Edit: Additionally, as someone else pointed out, you could have kept your own copy of the key and could empty the wallet before me.

Some physical Bitcoin products solve that too - but I agree completely with you here. That’s why I made it clear that it’s only -technically- possible, but not remotely practical.
Yep, dead wrong. If you hand someone a private key, you now both have control of those coins.
They’re impractical, but checkout Physical bitcoins: https://medium.com/the-capital/everything-you-need-to-know-a...

I did say -technically- and I do mean that - I’m not suggesting this is practical.

I don’t believe there is such a requirement. I suppose it depends how deep of an integration you’re imagining. At the no-tech level you can simply have crypto backed redeemable notes - like the old gold standard.

There are also things like M Pesa/MobileMoney which have half a billion users in sub Saharan Africa. Simply an account balance held by telcos, accessible from any GSM phone. It’s custodial but could easily swap in crypto and extend to the rest of the network if there was a movement to do so.

But even without all that, vanilla crypto transactions don’t really take much bandwidth. You do need a connection of some sort but just running a light client is not very demanding by any means.

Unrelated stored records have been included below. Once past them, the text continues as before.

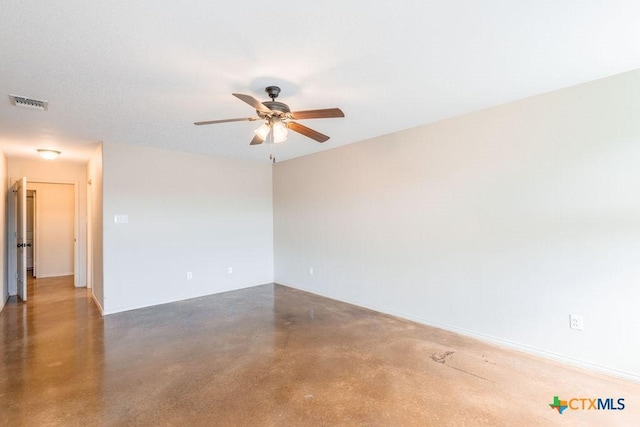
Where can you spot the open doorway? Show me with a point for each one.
(50, 226)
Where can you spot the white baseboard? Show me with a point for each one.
(95, 300)
(490, 339)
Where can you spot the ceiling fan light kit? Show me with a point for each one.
(279, 118)
(48, 154)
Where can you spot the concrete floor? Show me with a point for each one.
(271, 356)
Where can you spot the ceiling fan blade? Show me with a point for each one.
(326, 113)
(212, 122)
(256, 140)
(253, 102)
(308, 132)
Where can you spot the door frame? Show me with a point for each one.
(12, 264)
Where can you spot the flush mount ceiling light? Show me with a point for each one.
(48, 154)
(32, 104)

" At the no-tech level you can simply have crypto backed redeemable notes - like the old gold standard."

If the government had any credibility whatsoever, the could already do this with any number of backing mechanisms.

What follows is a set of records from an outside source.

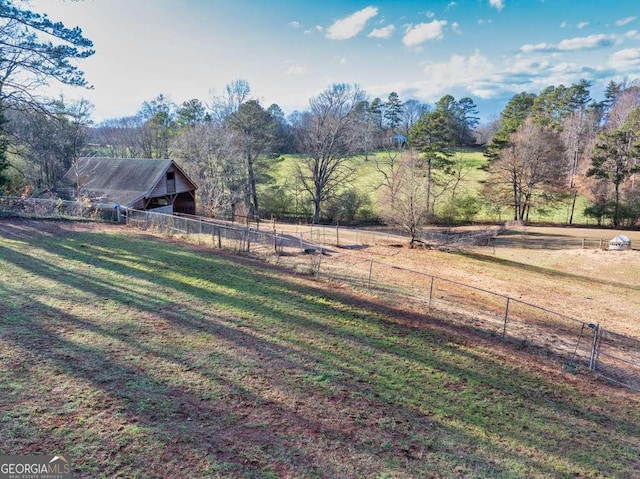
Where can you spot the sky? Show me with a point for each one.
(291, 50)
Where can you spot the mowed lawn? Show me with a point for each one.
(135, 356)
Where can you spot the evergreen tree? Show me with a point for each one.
(393, 111)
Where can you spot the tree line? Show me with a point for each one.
(544, 150)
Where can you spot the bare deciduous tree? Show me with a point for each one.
(327, 134)
(404, 202)
(531, 163)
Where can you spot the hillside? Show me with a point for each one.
(137, 356)
(367, 181)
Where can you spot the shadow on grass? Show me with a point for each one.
(516, 265)
(254, 374)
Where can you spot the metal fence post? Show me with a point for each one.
(506, 317)
(594, 347)
(430, 294)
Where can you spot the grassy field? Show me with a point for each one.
(139, 357)
(367, 180)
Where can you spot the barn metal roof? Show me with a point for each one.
(118, 180)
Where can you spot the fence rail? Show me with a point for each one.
(55, 208)
(579, 345)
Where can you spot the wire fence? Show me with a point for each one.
(577, 344)
(41, 208)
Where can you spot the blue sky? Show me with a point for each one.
(291, 50)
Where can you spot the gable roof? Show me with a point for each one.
(122, 180)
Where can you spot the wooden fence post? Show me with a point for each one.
(506, 317)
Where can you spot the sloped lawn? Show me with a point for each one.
(140, 357)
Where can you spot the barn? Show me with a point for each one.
(138, 183)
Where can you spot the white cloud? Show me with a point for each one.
(296, 70)
(420, 33)
(633, 34)
(586, 43)
(384, 32)
(499, 4)
(459, 71)
(625, 60)
(591, 42)
(537, 47)
(624, 21)
(349, 27)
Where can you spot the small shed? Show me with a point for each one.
(620, 242)
(138, 183)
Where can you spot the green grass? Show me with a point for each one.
(138, 357)
(367, 180)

If they want to 'go hard' they can buy gold.

Their plan is to mine BTC for solvency anyhow - mine some BTC, buy gold, and voila - reserves.

But realistically, if they were competent enough for that, they could also issue a well managed fiat, which would allow them to be much more nimble.

The 'tech' required for those who can use it should not be that hard, much easier than BTC. BTC 'wallets' are not really suitable for regular consumer consumption anyhow.

The point is, none of this has to do with BTC it has to with the credibility of the government, which is very limited.

If they sorted out their leadership, not only would they have a sound monetary system ... they'd have a sound financial and legal system and a healthy country overall.

Mature internet infrastructure? No. Only perhaps if you want a whole bunch of validating (full) nodes, and only then for the initial bootstrapping and the whole hassle of downloading the entire blockchain up to that point, but past that, even for non-custodial wallets (AKA your keys therefore your coins), broadcasting a transaction takes very little.

For context, I'm running a full node from Venezuela. The initial bootstrapping was... painful, but keeping up with the rest of the network doesn't take much.

So a buyer can pay a seller in Bitcoin with minimal internet connection.

Note that the volatility of Bitcoin introduces a another requirement: Both parties also need fairly recent data from a Bitcoin exchange to find a price at which the transaction is mutually beneficial.

There is, along with all other modern forms of commerce, jit, logistics, and delivery systems.

If your argument is btc doesn't work without the internet, you should keep in mind that nothing else does either.

In theory, only the person recieving payment needs a trusted connection to the network. The person sending a payment just needs a device which can cryptographically sign a "check" addressed to the reciever, and then send the "check" to the reciever who can send it to the network and wait for it to be accepted.
not really. Just an internet connection.

of course the more people that adopt it means the more people needs a reliable internet connection. so if you go from 35% of the population with reliable internet to 80% of the population wanting to/being forced to use BTC then you may have a maturity issue...

I believe internet is required. It doesn't need to be fast or high bandwidth.
You can always issue centralized physical bearer notes like cash.